1. Getting Started Guide
A step-by-step tutorial for uploading raw scan data, setting filter thresholds, running profile fits, and matching mineral reference libraries.
Guides List
Introduction to the Interface
When you first open XRD Analyzer, the WebAssembly engine starts loading Pyodide in the background. Because it downloads a full Python compilation alongside scientific libraries like NumPy and SciPy, this first launch takes about 8 to 12 seconds depending on your connection. Once loaded, the engine is cached by your service worker, enabling instant loads on subsequent visits.
Step 1: Loading Experimental Data
To begin, you can drag and drop your raw scan file onto the dashed loading zone or click the prompt to select a local file. If you don't have a dataset ready, click the **"Or load example data"** button. This imports a pre-loaded pattern of alpha-Quartz (SiOβ), along with its reference Crystallographic Information File (CIF), giving you an immediate preview of the tool's capabilities.
Step 2: Configuring Pre-processing Filters
Use the sidebar controls to adjust pre-processing filters. The background removal toggle uses the SNIP algorithm to filter out baseline noise caused by thermal diffuse scattering or fluorescence.

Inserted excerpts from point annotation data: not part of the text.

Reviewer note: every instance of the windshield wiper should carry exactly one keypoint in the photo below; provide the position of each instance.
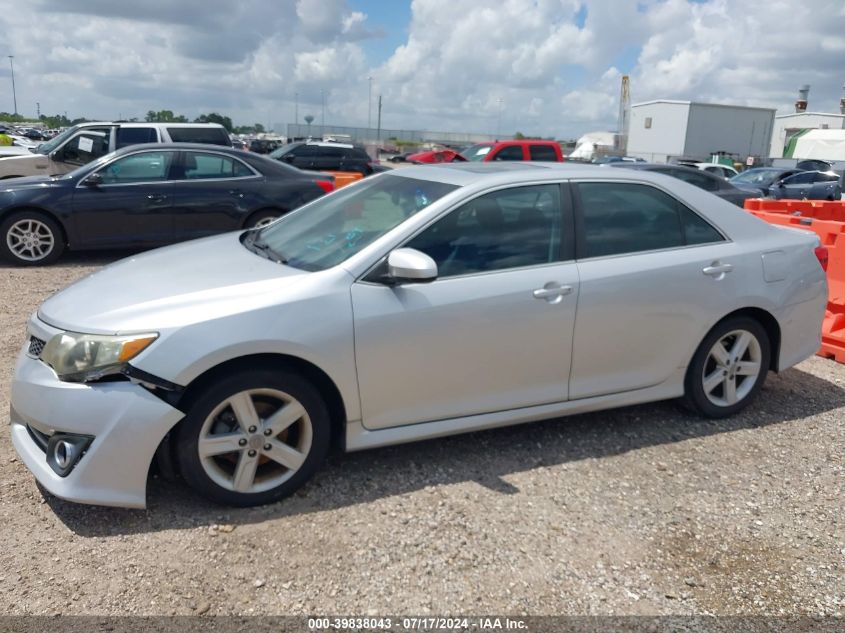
(266, 250)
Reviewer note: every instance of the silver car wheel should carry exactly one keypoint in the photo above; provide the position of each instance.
(732, 367)
(255, 440)
(30, 240)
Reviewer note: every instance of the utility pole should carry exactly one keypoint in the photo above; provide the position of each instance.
(14, 94)
(323, 114)
(370, 105)
(498, 117)
(378, 132)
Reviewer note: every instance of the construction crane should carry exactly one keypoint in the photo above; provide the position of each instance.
(624, 115)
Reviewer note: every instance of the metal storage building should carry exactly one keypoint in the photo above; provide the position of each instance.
(663, 130)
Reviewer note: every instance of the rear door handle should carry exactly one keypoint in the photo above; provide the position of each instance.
(552, 292)
(717, 269)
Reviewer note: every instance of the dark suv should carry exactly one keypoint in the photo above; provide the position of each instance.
(325, 156)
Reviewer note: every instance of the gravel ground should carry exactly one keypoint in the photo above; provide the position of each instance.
(641, 510)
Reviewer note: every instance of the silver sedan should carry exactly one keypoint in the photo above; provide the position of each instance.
(418, 303)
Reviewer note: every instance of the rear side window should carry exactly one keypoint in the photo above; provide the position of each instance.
(510, 152)
(542, 152)
(207, 166)
(627, 218)
(134, 135)
(208, 135)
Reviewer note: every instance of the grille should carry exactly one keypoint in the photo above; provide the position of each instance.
(36, 346)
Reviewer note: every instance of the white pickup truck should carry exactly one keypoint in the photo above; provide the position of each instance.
(85, 142)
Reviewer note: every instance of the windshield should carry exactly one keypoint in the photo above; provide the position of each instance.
(53, 143)
(476, 152)
(756, 176)
(332, 229)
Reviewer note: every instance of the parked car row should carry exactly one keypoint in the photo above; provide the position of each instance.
(148, 195)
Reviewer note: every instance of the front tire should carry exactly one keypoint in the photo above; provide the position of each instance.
(30, 238)
(253, 438)
(728, 369)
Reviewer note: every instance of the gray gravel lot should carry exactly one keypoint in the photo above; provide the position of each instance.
(641, 510)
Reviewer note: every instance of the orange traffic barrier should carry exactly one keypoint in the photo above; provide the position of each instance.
(343, 178)
(827, 220)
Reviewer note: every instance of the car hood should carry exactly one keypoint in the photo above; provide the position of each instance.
(172, 287)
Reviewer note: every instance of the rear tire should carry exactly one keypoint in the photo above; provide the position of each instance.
(31, 238)
(254, 437)
(728, 368)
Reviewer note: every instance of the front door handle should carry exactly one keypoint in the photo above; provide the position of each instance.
(552, 292)
(717, 270)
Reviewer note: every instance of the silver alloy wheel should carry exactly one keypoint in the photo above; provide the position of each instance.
(265, 221)
(255, 440)
(30, 240)
(732, 368)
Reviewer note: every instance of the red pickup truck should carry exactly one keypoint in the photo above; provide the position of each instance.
(514, 150)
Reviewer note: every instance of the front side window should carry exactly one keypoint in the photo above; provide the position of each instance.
(505, 229)
(82, 149)
(627, 218)
(509, 152)
(542, 152)
(330, 230)
(144, 167)
(207, 166)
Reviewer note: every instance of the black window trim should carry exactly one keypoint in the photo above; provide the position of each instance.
(580, 229)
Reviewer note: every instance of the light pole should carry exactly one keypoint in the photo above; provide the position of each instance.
(14, 94)
(498, 117)
(370, 105)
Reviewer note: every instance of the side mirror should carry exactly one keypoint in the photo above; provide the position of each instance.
(409, 264)
(93, 180)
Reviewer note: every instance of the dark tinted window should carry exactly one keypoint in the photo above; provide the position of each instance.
(696, 229)
(542, 152)
(205, 166)
(626, 218)
(804, 178)
(511, 152)
(134, 135)
(210, 135)
(505, 229)
(696, 177)
(144, 167)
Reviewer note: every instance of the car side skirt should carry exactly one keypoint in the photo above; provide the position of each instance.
(360, 438)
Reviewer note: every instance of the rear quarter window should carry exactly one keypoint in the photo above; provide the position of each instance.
(210, 135)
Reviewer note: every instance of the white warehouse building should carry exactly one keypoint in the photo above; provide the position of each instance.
(663, 130)
(791, 126)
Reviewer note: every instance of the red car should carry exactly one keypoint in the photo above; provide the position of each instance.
(528, 149)
(435, 156)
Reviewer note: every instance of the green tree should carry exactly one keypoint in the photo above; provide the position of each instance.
(213, 117)
(164, 116)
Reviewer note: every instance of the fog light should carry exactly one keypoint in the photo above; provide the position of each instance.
(64, 451)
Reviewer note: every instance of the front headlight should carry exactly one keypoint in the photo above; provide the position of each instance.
(84, 357)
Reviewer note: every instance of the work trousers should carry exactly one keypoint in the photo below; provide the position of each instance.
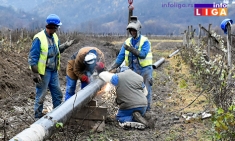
(50, 80)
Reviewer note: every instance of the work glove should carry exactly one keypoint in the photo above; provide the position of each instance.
(65, 45)
(37, 78)
(100, 67)
(113, 68)
(132, 49)
(85, 78)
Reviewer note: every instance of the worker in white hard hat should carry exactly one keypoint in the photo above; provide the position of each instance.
(81, 66)
(137, 54)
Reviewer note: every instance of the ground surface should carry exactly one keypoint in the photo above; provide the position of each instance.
(169, 95)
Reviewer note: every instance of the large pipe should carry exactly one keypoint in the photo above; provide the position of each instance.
(46, 126)
(158, 63)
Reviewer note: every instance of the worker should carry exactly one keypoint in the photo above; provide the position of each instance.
(130, 96)
(44, 61)
(81, 66)
(136, 52)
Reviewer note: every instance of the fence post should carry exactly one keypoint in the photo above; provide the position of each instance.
(199, 35)
(209, 41)
(228, 26)
(10, 36)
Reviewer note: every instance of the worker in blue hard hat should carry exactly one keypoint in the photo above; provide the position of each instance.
(137, 55)
(44, 61)
(224, 24)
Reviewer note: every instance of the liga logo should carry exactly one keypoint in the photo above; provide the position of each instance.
(210, 9)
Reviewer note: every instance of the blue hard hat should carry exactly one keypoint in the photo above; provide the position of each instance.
(224, 23)
(53, 19)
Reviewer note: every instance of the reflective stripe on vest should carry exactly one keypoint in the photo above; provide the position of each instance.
(143, 62)
(44, 51)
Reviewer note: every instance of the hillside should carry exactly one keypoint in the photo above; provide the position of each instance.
(99, 16)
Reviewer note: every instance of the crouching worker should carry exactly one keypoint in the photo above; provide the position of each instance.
(131, 97)
(81, 66)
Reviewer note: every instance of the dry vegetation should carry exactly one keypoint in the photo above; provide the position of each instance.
(174, 93)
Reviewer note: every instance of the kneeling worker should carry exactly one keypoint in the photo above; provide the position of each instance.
(81, 66)
(131, 97)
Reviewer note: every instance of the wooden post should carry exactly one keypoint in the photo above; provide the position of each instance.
(187, 37)
(228, 26)
(10, 36)
(129, 18)
(199, 35)
(209, 41)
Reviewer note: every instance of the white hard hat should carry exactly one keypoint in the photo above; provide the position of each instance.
(90, 58)
(134, 23)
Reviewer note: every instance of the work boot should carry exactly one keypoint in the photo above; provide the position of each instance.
(138, 117)
(150, 117)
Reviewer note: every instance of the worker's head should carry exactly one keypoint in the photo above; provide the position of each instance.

You can adjust the Savitzky-Golay smoothing window slider to reduce measurement noise, or toggle $K\alpha_2$ stripping to remove secondary reflections.
The background removal process uses Python's pybaselines.whittaker.snip function:
# Typical background clipping iteration background, params = snip(intensity, max_half_window=40, decreasing=True)
Step 3: Running Peak Detection and Fitting
Navigate to the peak detection tab in the sidebar. Adjust the height and prominence thresholds to isolate experimental peaks relative to the background level. Click **"Auto-detect Peaks"** to identify peaks, calculate matching d-spacings via Bragg's Law, and fit them using a Pseudo-Voigt model. Fitting results, including FWHM and area, will display in the peak table.
Step 4: Database Search & Phase Matching
If you want to identify phases, go to the CIF Matcher tab. You can upload custom `.cif` files or search the Crystallography Open Database (COD) by typing formulas (like Fe2O3 or SiO2) into the search bar. When you import a phase, it overlays theoretical reflection sticks on the plot, calculating a Figure-of-Merit (FOM) match coefficient.